Myasthenia gravis is a neuromuscular disease that causes muscles in the body to become tired very quickly. The weakness and fatigues fluctuates very quickly, sometimes just a few minutes. This problem is caused by a fault in the way nerves communicate with the muscles.
2. Symptoms
Myasthenia gravis has many different symptoms depending on what muscle group is being affected. Often the face and throat muscles are the first to begin showing symptoms. The most common are difficulty swallowing, problems chewing, a change in speech, and a limited range of facial expressions. In the eye muscles the eyelids may droop and double vision may be experienced. The neck and limb muscles are also affected by this disease. It causes weakness in your legs, arms, hands, and feet as well as trouble holding your head up due to a weakness in the neck muscles.
3. Cause
The cause of Myasthenia gravis s a problem with the nerves that communicate to your muscles. They do this by releasing chemicals that fit into specific receptors on the muscle. With this disease your immune system produces chemicals that destroy these receptors on the muscles which cause fever nerve signals to be received. Some factors can cause Myasthenia gravis symptoms to become worse. These include stress, extreme heat, illness, and some medications such as antibiotics and beta blockers.
4. Complications
Some complications with this disease do exist. Tumors developing in the Thymus are among one of the most common. The thymus is a gland underneath the breast bone and involve the immune system. Thyroid and autoimmune conditions are also more likely to develop in a person with Myasthenia gravis. The largest complication that can occur is a myasthenic crisis. This is a life threatening medical emergency that happens when the muscles that control breathing become too weak to perform their job normally.
5. Treatment
No single treatment is used for Myasthenia gravis, but a combination of medications in order to help relieve some symptoms. Coricosteroids may be used in order to limit the amount of antibodies the immune system produces. Immunosuppressants are also commonly used to alter the immune system. Other blood filtering therapies are sometimes used.
All About ALS
1. The Basics
Amyotrophic lateral sclerosis, more commonly known as ALS or Lou Gehrig’s disease, is a chronic disease that causes nerve cells in the brain to slowly die. The nerve cells that are killed are called motor neurons and control the muscles th at allow you to move your body. People suffering from ALS slowly become increasingly disabled as the disease progresses.
2. Symptoms
The symptoms of ALS are often so minor that they are overlooked until progression of the disease occurs.
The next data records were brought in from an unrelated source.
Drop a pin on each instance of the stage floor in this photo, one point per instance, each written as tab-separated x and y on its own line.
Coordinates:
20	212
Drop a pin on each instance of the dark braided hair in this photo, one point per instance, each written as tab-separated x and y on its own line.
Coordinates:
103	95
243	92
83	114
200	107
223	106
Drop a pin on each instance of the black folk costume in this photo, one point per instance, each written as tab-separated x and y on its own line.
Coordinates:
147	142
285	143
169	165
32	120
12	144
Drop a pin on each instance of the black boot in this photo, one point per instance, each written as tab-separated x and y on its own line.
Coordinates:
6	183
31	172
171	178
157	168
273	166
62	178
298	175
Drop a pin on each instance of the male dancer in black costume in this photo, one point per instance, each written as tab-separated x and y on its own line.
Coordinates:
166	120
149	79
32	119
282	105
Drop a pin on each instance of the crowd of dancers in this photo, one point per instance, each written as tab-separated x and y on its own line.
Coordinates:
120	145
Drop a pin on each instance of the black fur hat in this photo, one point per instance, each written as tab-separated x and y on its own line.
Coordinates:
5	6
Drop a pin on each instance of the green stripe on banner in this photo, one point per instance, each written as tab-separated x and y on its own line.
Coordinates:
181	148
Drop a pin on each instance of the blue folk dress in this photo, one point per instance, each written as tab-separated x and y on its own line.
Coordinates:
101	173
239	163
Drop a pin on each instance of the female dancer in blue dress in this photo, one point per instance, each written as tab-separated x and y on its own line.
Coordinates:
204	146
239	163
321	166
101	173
Some of the common symptoms to look out for are twitching of muscles, shortness of breath, difficulty speaking loudly, muscle weakness in the hands, arms or legs. Muscle weakness is the biggest sign of ALS. Hands and feet are usually affected first followed by the arms and legs. As the disease progresses the muscles responsible for breathing eventually weaken and permanent life support is needed for survival.
3. Cause
The cause of ALS still remains completely unknown. There have been no links to any existing disease or previous illnesses. One out of ten times ALS may run in families but 90 percent of people with ALS have no family members with the disease.
4. Treatment
The treatment used for ALS changes over time as the disease gets worse. Physical therapy is usually the first step in order to strengthen the muscles to slow the progression of weakness. Certain medicines may also be used in order to relieve some symptoms, such as pain and muscle stiffness. Feeding tubes and breathing devices will eventually be needed. ALS will result in death.
4. Prognosis
The prognosis for patients with ALS is not very good. Majority of people die from respiratory failure within 3 to five years from the beginning of symptoms. Ten percent of people survive for ten or more years.
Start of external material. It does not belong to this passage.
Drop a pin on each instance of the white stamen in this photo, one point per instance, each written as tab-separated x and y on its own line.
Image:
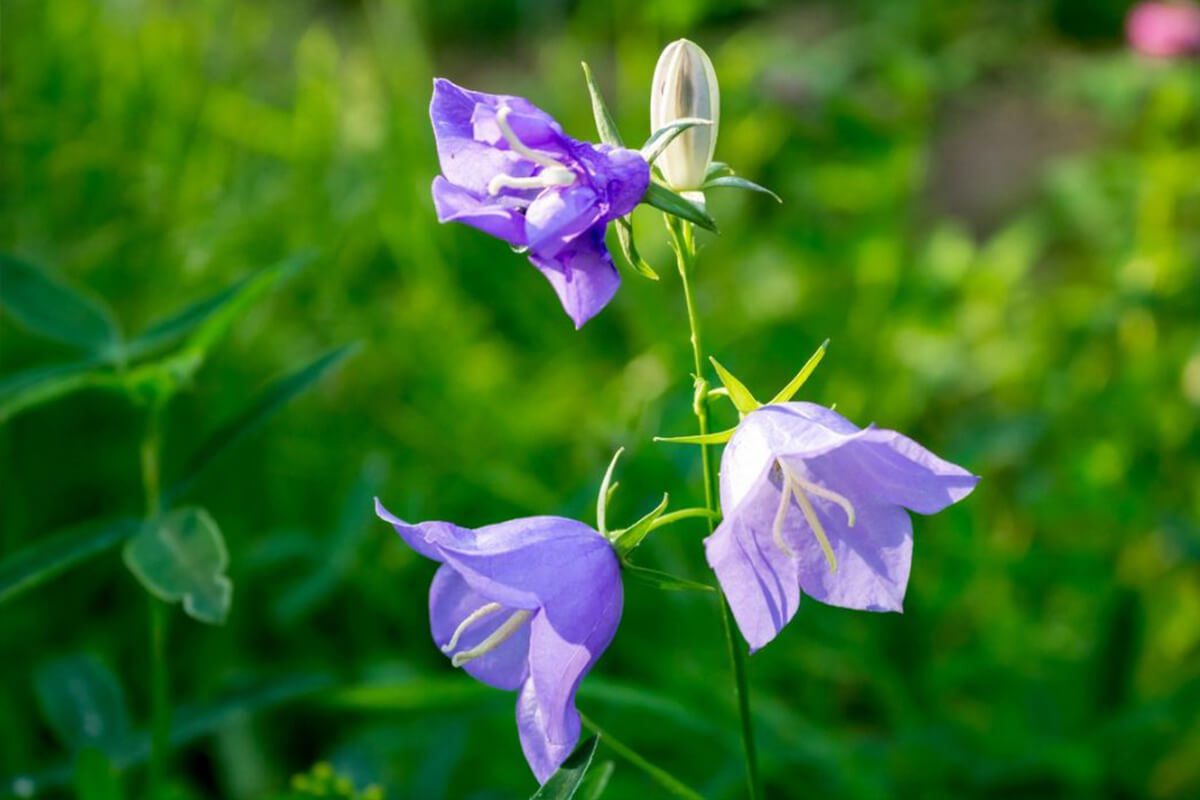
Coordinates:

Differences Between Myasthenia Gravis and ALS
1. Severity
The severity of both of these muscular disease are very different. While myasthenia gravis can turn into a life threatening situation it is not a guarantee. ALS however always ends the same way, in respiratory failure and death.
2. How Long Symptoms Last
ALS, unlike myasthenia gravis, causes muscle weakness that do not go away. Once the muscles have been affected they do not regain their strength. Myasthenia gravis related muscle weakness often goes away within a few hours.
3. Treatment
The treatments that are available for myasthenia gravis have been proven to be very effective in relief of symptoms the disease causes. With ALS the treatments are very minor, and usually are focused on relief of pain instead of actual muscle weaknesses.
4. Prognosis
People that have been diagnosed with ALS often only have a few years to live as the disease continues to spread throughout their body. With Myasthenia gravis the life span is much longer, and the disease itself does not result in death.